4-(N,N-Diphenylamino)benzaldehyde (2.73 g, 10.0 mmol) was dissolved in EtOH (80 mL) and 3-acetylpyridine (2.42 g, 2.2 mL, 20.0 mmol) and crushed KOH (1.13 g, 20.0 mmol) were added to the solution. Aqueous NH₃ (32%, 38.5 mL) was slowly added to the reaction mixture, which was then stirred at room temperature overnight (ca. 15 h). The solid that formed was collected by filtration and washed with H₂O and EtOH. The yellow product was dissolved in EtOH/CHCl₃ and left to stand in a refrigerator (ca. 5 °C) to crystallize. The solid was collected by filtration and dried under vacuum. Compound 2 was isolated as a yellow crystalline solid (1.48 g, 3.11 mmol, 31.1%). M.p. = 227 °C. ¹H NMR (500 MHz, CDCl₃): δ/ppm 9.37 (d, J = 2.3 Hz, 2H, H^A2), 8.69 (dd, J = 4.8, 1.7 Hz, 2H, H^A6), 8.49 (dt, J = 8.0, 2.0 Hz, 2H, H^A4), 7.92 (s, 2H, H^B3), 7.62 (m, 2H, H^C2), 7.44 (dd, J = 8.0, 4.8 Hz, 2H, H^A5), 7.31 (dt, J = 7.4, 2.0 Hz, 4H, H^D3), 7.21–7.15 (overlapping m, 6H, H^C3+D2), 7.10 (m, 2H, H^D4). ¹³C{¹H} NMR (126 MHz, CDCl₃): δ/ppm 155.4 (C^A3), 150.33 (C^B4), 150.26 (C^A6), 149.4 (C^C4), 148.5 (C^A2), 147.3 (C^D1), 134.9 (C^B2), 134.6 (C^A4), 131.0 (C^C1), 130.0 (C^D3), 128.0 (C^C2), 125.2 (C^D2), 123.9 (C^D4), 123.7 (C^A5), 122.9 (C^C3), 117.1 (C^B3). UV-Vis (CH₂Cl₂, 2 × 10⁻⁵ mol dm^–3) λ/nm (ε/dm³ mol⁻¹ cm⁻¹): 242 (28,020), 292 (18,780), 363 (17,850). MALDI-MS m/z 476.13 [M]⁺ (calc. 476.20). Found C 81.62, H 4.98, N 11.41; required for C₃₃H₂₄N₄ C 83.17, H 5.08, N 11.76.

2.4. Crystallography

Single crystal data were collected on a STOE StadiVari Eulerian 4-circle diffractometer (CuKα radiation) equipped with a Dectris Eiger2 1M detector. Structures were solved using Superflip [22,23] and Olex2 [24]. The model was refined with ShelXL v. 2018/3 [25]. All H atoms were included at geometrically calculated positions and refined using a riding model with U_iso = 1.2 of the parent atom. Structure analysis and structural diagrams used CSD Mercury 2022.1.0 [26]. In [Co(NCS)₂(1)]_n·0.8nCHCl₃, the pyridine ring containing N1 is disordered, and was modelled over two sites of fractional occupancies, 0.45 and 0.55; the NEt₂ unit is also disordered, and was modelled over two equal occupancy sites. In [Co(NCS)₂(2)₂(MeOH)₂]·3CHCl₃, a solvent mask was used to treat part of the solvent region, and electrons removed corresponded to one CHCl₃ per formula unit. All the crystals of [Co(NCS)₂(4)]_n were twinned, and the crystal selected for structure determination was indexed with two domains.

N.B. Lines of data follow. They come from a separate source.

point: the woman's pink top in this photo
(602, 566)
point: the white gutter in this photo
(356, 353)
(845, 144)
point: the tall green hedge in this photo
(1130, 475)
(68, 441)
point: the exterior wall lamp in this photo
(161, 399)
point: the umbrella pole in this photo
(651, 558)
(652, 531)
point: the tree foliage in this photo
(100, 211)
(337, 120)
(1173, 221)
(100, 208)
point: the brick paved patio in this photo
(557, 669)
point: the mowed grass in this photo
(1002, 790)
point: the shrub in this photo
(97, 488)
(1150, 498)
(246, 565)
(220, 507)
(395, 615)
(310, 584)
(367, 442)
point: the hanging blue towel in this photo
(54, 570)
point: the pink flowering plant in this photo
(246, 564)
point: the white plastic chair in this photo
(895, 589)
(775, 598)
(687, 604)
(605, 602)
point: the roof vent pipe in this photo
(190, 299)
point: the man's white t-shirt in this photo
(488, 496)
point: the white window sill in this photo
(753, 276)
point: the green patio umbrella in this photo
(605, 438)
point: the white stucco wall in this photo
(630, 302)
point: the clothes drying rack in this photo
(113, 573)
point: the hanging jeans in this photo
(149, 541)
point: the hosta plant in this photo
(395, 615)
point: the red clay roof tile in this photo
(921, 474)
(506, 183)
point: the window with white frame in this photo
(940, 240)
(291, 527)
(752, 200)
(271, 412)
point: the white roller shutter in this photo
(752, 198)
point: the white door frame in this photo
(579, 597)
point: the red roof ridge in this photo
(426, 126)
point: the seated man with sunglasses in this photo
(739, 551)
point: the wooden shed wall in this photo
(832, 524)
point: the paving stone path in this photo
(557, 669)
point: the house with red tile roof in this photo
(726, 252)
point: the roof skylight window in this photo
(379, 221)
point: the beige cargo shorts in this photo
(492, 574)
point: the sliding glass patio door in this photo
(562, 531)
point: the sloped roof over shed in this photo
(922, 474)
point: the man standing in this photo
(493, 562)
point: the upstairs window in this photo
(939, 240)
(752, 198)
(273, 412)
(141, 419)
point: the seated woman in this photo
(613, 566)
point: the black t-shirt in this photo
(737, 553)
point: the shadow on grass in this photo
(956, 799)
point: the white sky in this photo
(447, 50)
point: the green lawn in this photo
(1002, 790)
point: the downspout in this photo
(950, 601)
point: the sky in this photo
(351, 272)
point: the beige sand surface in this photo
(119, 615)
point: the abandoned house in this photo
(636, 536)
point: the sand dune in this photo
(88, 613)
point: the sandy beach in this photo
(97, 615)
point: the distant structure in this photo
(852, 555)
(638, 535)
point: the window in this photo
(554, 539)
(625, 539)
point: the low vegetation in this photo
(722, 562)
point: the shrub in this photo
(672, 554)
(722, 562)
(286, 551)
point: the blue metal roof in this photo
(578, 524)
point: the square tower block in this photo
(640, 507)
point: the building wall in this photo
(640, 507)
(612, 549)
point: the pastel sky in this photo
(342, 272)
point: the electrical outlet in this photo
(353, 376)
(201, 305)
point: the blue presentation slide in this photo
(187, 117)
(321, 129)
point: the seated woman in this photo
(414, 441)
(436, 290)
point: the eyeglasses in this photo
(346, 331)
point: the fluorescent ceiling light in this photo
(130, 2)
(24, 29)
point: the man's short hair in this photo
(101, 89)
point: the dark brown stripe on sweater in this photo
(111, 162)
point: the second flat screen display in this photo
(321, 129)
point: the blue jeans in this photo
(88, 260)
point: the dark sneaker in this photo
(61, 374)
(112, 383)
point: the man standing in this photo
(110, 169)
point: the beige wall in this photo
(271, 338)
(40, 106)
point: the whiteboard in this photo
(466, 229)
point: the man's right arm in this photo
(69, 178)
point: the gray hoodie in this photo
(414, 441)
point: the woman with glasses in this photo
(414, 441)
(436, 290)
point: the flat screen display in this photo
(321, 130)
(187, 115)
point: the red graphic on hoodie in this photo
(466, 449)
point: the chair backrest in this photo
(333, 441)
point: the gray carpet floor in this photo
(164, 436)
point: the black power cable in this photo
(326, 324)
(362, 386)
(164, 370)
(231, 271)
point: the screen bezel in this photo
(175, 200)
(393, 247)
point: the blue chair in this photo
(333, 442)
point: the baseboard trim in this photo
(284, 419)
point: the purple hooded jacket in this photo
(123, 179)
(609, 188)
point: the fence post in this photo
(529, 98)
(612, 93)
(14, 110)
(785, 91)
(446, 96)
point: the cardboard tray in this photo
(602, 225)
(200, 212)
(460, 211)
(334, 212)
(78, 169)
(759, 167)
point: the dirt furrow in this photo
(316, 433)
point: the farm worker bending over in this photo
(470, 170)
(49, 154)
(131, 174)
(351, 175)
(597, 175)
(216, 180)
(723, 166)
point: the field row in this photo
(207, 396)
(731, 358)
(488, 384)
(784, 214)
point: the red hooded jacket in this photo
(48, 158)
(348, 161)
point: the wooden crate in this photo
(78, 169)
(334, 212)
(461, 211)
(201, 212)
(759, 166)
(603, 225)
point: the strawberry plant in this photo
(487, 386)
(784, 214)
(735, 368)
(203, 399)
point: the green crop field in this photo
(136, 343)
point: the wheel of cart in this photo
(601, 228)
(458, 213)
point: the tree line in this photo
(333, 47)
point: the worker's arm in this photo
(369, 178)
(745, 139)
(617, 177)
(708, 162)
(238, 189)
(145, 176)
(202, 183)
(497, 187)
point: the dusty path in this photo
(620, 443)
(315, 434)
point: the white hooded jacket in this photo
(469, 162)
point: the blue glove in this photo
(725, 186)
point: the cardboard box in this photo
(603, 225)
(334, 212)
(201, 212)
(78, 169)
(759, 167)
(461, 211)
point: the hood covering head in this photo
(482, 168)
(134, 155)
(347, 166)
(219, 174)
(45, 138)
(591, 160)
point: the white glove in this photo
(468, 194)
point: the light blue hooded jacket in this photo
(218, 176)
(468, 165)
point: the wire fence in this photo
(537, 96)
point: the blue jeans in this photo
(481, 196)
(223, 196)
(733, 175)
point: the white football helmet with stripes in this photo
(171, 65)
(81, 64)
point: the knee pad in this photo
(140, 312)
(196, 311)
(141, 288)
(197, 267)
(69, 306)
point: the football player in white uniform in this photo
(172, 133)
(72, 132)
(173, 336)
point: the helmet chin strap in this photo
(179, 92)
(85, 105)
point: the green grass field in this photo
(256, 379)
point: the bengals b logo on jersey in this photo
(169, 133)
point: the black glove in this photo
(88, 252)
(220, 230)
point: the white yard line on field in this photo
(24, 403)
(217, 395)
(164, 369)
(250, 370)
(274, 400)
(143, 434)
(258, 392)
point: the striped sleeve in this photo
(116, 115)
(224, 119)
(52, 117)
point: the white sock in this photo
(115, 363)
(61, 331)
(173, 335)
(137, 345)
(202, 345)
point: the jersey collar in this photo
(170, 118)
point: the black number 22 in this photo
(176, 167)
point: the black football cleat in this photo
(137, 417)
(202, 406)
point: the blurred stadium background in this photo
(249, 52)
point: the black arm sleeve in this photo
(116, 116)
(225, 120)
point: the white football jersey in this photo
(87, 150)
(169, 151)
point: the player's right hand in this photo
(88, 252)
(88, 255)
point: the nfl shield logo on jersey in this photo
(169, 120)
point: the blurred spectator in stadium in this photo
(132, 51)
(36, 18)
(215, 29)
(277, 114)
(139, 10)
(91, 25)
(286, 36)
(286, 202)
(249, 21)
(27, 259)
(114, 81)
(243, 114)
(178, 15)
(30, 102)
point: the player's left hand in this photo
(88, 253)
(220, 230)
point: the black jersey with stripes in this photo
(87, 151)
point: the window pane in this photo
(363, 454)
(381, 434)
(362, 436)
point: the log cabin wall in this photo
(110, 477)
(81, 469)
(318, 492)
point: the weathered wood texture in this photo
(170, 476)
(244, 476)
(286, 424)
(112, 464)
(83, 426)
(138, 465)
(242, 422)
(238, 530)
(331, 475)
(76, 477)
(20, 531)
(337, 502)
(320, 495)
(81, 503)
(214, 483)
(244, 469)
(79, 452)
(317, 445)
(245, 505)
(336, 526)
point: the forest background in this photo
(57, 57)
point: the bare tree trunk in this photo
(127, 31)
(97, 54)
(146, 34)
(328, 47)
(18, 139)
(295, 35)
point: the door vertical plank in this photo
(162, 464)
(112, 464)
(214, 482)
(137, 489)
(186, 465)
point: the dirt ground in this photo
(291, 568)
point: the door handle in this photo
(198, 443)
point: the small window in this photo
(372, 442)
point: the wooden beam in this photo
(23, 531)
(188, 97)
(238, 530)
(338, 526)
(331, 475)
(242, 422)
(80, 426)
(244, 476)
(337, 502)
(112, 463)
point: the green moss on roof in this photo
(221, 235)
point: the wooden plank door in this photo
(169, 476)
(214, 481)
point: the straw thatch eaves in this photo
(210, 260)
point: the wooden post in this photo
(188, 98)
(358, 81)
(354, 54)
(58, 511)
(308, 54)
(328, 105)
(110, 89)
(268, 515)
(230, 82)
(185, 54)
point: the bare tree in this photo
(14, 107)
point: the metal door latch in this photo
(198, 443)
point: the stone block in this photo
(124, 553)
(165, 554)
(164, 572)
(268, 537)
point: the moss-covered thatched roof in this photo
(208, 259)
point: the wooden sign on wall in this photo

PXRD data were collected at 295 K in transmission mode using a Stoe Stadi P diffractometer equipped with a CuKα1 radiation (Ge(111) monochromator and a DECTRIS MYTHEN 1 K detector. Whole-pattern profile matching analysis [27,28,29] of the diffraction patterns was carried out using FULLPROF SUITE (v. January 2021) [29,30] and applying a previously determined instrument resolution function based on a NIST640d standard. The structural models were derived from the single crystal X-ray diffraction data. The refined parameters in the Rietveld analysis were scale factor, zero shift, lattice parameters, background points, and peak shapes as a Thompson-Cox-Hastings pseudo-Voigt function. Preferred orientations as a March–Dollase multi-axial model were used in the analysis.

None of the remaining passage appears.